AfD-Politiker Brandner stellt sich Gericht: Strafbefehl wegen Beleidigung nicht akzeptiert

Der AfD-Bundestagsabgeordnete Stephan Brandner hat gegen einen Strafbefehl in Höhe von 20.000 Euro Einspruch eingelegt, der ihm wegen mehrfacher Beleidigung einer SPIEGEL-Journalistin auferlegt wurde. Das Amtsgericht Gera bestätigte auf Anfrage, dass es nun zu einer Hauptverhandlung kommt. Brandner, der auch stellvertretender Bundesvorsitzender der AfD ist, wird vorgeworfen, die Redakteurin Ann-Katrin Müller auf der Plattform X als "Faschistin", "Spiegel-Faschistin" und "Oberfaschistin" bezeichnet zu haben.

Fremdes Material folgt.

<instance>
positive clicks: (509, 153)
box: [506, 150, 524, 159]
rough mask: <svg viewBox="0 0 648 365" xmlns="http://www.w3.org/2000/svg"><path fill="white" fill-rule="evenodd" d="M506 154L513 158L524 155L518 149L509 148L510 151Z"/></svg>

Rechtliche Auseinandersetzung um Meinungsfreiheit und Diffamierung

Brandner argumentiert, dass die Verwendung des Begriffs "Faschist" eine zulässige Meinungsäußerung und keine strafbare Beleidigung darstelle. "Meine Meinung ist ganz klar, dass es eine Meinungsäußerung ist", erklärte er der Nachrichtenagentur dpa. Er betonte, der Begriff werde inflationär gebraucht und sei aus seiner Sicht nicht justiziabel. Allerdings haben Zivilgerichte in Berlin bereits eine einstweilige Verfügung erlassen, die Brandner untersagt, diese Bezeichnungen weiter zu verwenden. Das Kammergericht bestätigte dieses Verbot im Sommer 2025 und wies Brandners Berufung zurück, woraufhin Ordnungsgelder in Höhe von insgesamt 50.000 Euro gegen ihn verhängt wurden.

Reaktionen und weitere Entwicklungen im Fall

Oliver Srocke, der Anwalt von Ann-Katrin Müller, begrüßte den Strafbefehl als wichtiges Signal gegen Hetze. Er kritisierte Brandners Versuch, sich als Märtyrer der Meinungsfreiheit darzustellen, und betonte, dass die Attacken nichts als unzulässige Diffamierungen seien. "Die Attacken gegenüber Frau Müller sind nichts als unzulässige Diffamierungen einer Journalistin, die seit Jahren sachlich und rechtskonform über die AfD berichtet", so Srocke. Brandner kämpft weiterhin gegen die gerichtlichen Entscheidungen an und hat sogar eine Belohnung für Personen ausgelobt, die Müller ähnlich bezeichnen, ohne rechtliche Konsequenzen zu fürchten. Der Strafbefehl sieht eine Geldstrafe von 80 Tagessätzen vor, was einer Summe von 20.000 Euro entspricht.